An alpha particle after passing through a potential difference of 2×`10^6` volt falls on a silver foil. The atomic number of silver is 47. The K.E. of the α-particle at the time of falling on the foil is:

To find the kinetic energy (K.E.) of an alpha particle after it has passed through a potential difference of \(2 \times 10^6\) volts, we can follow these steps: ### Step-by-Step Solution: 1. **Understand the Charge of the Alpha Particle:** An alpha particle consists of 2 protons and 2 neutrons. Since neutrons do not carry charge, the charge of the alpha particle is due to the protons only. The charge of a proton is approximately \(1.6 \times 10^{-19}\) coulombs. Therefore, the total charge \(Q\) of the alpha particle is: \[ Q = 2 \times (1.6 \times 10^{-19}) = 3.2 \times 10^{-19} \text{ C} \] 2. **Use the Formula for Kinetic Energy:** The kinetic energy gained by a charged particle when it moves through a potential difference \(V\) is given by: \[ \text{K.E.} = Q \times V \] where \(Q\) is the charge of the particle and \(V\) is the potential difference. 3. **Substitute the Values:** Here, the potential difference \(V\) is \(2 \times 10^6\) volts.

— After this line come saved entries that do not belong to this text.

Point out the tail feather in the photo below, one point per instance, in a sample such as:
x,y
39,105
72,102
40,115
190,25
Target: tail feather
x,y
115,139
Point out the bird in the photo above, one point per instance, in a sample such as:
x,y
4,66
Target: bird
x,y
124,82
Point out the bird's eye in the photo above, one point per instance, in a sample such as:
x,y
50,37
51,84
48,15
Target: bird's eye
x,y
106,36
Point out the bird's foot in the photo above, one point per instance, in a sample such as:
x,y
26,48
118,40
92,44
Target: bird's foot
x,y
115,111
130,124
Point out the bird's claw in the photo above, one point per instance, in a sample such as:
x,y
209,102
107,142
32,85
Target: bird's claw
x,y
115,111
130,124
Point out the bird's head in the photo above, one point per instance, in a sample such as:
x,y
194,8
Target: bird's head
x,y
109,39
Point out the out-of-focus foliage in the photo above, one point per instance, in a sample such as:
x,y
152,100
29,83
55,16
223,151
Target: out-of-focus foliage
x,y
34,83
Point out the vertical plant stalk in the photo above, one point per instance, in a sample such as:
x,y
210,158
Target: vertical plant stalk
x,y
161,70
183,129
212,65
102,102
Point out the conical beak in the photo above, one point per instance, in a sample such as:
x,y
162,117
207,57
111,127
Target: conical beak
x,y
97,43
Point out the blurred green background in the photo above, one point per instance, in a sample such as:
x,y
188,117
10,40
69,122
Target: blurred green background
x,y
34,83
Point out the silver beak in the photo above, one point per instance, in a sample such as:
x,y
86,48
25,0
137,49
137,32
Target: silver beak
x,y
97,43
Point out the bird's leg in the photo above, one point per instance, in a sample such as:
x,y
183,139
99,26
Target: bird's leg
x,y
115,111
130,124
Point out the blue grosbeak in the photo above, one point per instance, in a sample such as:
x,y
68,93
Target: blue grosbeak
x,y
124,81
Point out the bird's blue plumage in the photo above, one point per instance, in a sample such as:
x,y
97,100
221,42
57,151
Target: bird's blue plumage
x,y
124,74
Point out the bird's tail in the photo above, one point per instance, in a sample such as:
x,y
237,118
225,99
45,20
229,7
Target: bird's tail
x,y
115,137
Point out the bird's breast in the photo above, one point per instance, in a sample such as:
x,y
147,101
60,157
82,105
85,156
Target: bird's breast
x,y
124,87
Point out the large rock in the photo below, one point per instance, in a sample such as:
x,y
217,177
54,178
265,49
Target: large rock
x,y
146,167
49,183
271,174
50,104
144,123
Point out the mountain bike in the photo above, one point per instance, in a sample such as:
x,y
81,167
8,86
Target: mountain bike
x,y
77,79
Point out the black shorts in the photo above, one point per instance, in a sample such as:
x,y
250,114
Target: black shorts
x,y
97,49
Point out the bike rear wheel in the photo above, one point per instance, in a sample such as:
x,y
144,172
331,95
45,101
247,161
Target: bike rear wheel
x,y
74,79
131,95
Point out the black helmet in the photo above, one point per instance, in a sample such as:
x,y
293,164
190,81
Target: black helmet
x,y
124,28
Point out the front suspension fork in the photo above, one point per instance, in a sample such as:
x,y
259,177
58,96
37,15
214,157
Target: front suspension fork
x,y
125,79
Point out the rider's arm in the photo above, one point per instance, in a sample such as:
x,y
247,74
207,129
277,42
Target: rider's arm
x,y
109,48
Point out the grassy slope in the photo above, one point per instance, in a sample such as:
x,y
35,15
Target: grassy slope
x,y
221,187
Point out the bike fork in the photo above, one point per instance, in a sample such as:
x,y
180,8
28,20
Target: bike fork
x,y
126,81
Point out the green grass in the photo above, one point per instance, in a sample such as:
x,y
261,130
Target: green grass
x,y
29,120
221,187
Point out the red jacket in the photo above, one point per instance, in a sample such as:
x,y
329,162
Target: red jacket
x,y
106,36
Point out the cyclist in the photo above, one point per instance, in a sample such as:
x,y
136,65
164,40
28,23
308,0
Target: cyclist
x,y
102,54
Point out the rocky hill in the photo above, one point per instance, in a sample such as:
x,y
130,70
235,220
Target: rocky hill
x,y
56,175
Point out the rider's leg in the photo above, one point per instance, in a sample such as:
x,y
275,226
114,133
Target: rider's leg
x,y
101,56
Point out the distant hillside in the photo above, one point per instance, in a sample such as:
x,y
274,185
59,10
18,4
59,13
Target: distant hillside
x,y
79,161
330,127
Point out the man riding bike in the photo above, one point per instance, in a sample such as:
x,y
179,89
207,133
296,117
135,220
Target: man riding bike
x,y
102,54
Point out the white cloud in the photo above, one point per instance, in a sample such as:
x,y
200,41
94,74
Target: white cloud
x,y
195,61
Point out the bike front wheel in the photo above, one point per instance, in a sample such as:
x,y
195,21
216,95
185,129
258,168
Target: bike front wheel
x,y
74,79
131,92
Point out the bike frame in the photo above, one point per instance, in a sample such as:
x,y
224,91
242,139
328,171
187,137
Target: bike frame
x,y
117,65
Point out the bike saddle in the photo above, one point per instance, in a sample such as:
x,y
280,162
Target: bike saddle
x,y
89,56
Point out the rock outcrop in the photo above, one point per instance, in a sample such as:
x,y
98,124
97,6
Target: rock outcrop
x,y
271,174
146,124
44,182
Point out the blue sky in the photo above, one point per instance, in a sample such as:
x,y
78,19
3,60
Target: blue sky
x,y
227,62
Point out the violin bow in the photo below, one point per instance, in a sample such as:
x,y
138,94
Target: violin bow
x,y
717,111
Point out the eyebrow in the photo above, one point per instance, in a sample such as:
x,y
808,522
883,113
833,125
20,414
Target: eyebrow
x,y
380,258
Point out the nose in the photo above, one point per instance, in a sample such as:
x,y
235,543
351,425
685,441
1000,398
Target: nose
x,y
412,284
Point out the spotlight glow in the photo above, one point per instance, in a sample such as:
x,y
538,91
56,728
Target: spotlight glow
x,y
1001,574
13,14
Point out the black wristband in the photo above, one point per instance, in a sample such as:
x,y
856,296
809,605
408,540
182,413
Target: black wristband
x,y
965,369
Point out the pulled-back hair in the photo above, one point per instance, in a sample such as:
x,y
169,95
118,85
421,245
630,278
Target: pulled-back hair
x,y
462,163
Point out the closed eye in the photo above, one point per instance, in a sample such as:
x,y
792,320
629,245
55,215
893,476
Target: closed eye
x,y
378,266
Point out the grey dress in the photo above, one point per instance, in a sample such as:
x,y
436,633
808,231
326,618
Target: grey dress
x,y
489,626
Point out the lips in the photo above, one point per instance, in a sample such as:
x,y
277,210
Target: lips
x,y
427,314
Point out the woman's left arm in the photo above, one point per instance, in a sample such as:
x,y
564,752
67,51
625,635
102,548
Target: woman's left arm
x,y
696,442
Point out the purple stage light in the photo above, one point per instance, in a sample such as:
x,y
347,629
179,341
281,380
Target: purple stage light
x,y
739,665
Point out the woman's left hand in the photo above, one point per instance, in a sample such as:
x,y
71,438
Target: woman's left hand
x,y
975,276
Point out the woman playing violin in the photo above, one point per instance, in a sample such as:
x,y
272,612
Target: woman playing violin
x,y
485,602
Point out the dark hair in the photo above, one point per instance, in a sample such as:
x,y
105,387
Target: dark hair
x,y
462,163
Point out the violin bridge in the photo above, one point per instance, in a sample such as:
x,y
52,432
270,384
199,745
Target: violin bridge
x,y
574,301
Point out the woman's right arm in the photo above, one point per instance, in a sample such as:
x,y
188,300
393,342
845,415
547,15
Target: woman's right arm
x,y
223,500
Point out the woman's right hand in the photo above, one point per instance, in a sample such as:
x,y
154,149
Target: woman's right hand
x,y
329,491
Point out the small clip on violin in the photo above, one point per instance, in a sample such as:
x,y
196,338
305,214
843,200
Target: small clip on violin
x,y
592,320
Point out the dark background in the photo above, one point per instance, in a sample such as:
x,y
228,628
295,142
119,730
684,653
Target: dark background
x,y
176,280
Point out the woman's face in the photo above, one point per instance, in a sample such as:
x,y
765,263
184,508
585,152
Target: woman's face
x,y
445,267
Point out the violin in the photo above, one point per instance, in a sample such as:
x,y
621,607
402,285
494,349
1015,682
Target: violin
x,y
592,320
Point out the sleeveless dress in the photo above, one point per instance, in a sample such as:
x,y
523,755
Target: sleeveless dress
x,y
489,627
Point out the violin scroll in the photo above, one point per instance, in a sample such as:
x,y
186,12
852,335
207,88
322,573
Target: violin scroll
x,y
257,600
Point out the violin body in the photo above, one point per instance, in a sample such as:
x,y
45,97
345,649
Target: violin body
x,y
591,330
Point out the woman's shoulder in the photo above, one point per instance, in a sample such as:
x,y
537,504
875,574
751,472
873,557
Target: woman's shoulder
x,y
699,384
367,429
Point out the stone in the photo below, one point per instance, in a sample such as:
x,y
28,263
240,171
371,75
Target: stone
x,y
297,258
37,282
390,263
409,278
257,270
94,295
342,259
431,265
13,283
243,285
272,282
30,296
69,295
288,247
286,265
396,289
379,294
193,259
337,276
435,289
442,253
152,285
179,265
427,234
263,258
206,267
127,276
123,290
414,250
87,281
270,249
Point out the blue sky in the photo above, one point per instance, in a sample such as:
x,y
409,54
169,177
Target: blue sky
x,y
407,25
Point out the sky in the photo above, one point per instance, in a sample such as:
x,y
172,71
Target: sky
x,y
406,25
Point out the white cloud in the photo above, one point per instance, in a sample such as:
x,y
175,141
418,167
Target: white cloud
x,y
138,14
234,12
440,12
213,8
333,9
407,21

Substituting the values into the formula: \[ \text{K.E.} = (3.2 \times 10^{-19} \text{ C}) \times (2 \times 10^6 \text{ V}) \] 4. **Calculate the Kinetic Energy:** \[ \text{K.E.} = 3.2 \times 2 \times 10^{-19} \times 10^6 = 6.4 \times 10^{-13} \text{ J} \] 5. **Final Result:** The kinetic energy of the alpha particle at the time of falling on the foil is: \[ \text{K.E.} = 6.4 \times 10^{-13} \text{ J} \]